More from a reader on Craig Murray and all that:

On the subject of Craig and the FCO, I haven’t read his book, or all the documents, but I understand some nasty and unsubstantiated allegations featured prominently. What’s your view on what they mean?

To me the whole saga suggests that regardless of one’s opinion of Craig’s views, or his chosen way of expressing them, The System hates few things more than someone making a song and dance.

I too have not read his book, but I have looked at the various documents he has published on his site, a tiny fraction of the paperwork involved I suspect and of course put there by Craig himself.

I think simply that it is not in fact about ‘the System hating someone making a song and dance’.

As an Ambassador at one of our overseas missions you have professional responsibilities and some important privileges.

Your responsibilities include:

  • sending FCO/Whitehall honest, intelligent and accurate analysis and recommendations about what is going on in ‘your’ host country (and to a degree the region), plus about the likely local impact of British/EU/Western policies
  • keeping a good network of contacts throughout local society to help you be intelligent and accurate
  • doing your best to maintain some sort of productive relationship with the host government – they run the place, whether the Brits like it or not
  • and leading a properly managed mission where public money is spent wisely to help you do all the above.

In return for all that you have a unique chance to use your personal skill and energy steadily to build your authority back in FCO/No 10/Whitehall so that your views and ideas have Weight. You can make specific recommendations on policy which, depending on effective you are in gauging how best way to make an impact back home, are likely to be seriously considered at the highest levels of government.

So, to repeat. It is not enough to be Right and Persistent. You must be Convincing.

And to be convincing there maybe comes a point when instead of banging off another strident telegram copied hither and thither, you drop a private hand-written letter to the Foreign Minister or Permanent Under-Secretary, calmly expressing your anxieties about the way things are going and suggesting that it would be wise to change course, or at least look hard at doing so.

And if, after all that, your best advice is considered carefully by the people paid by Parliament to look at such matters and is nonetheless rejected, your professional responsibility is to shut up and get on with implementing the agreed policy. The battle will have to be fought another day.

This is the basic point. In a democracy a senior official has the right to be heard. And the responsibility to accept the outcome.

I don’t know the exact sequence of events in Craig Murray’s case. But it all went badly off the rails.

Did it do so because there was a vast establishment conspiracy to ‘silence dissent’?

I think not.

‘The System’ in fact does not exist. What does exist are a fairly small number of serious people working quite hard to make sense of myriad complexities and awkward choices.

You might suspect that such people end up getting a bit wound up and self-absorbed among themselves.
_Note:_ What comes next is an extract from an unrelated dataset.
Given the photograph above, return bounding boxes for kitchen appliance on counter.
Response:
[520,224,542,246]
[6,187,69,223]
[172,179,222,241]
Risk-averse. Inclined to ‘not rock the boat’. And you might be right in various cases.

But they are at least experienced and thoughtful, and not prone to dart hither and thither in policy terms.

In the end it boils down to Ministers getting up in Parliament or on TV and defending their policies. They have found down the decades that people who make a Song and Dance are not necessarily the most reliable source of reliable advice.

Energy, passion, innovation are all welcome in the right proportions. They need to be attached to Planet Earth.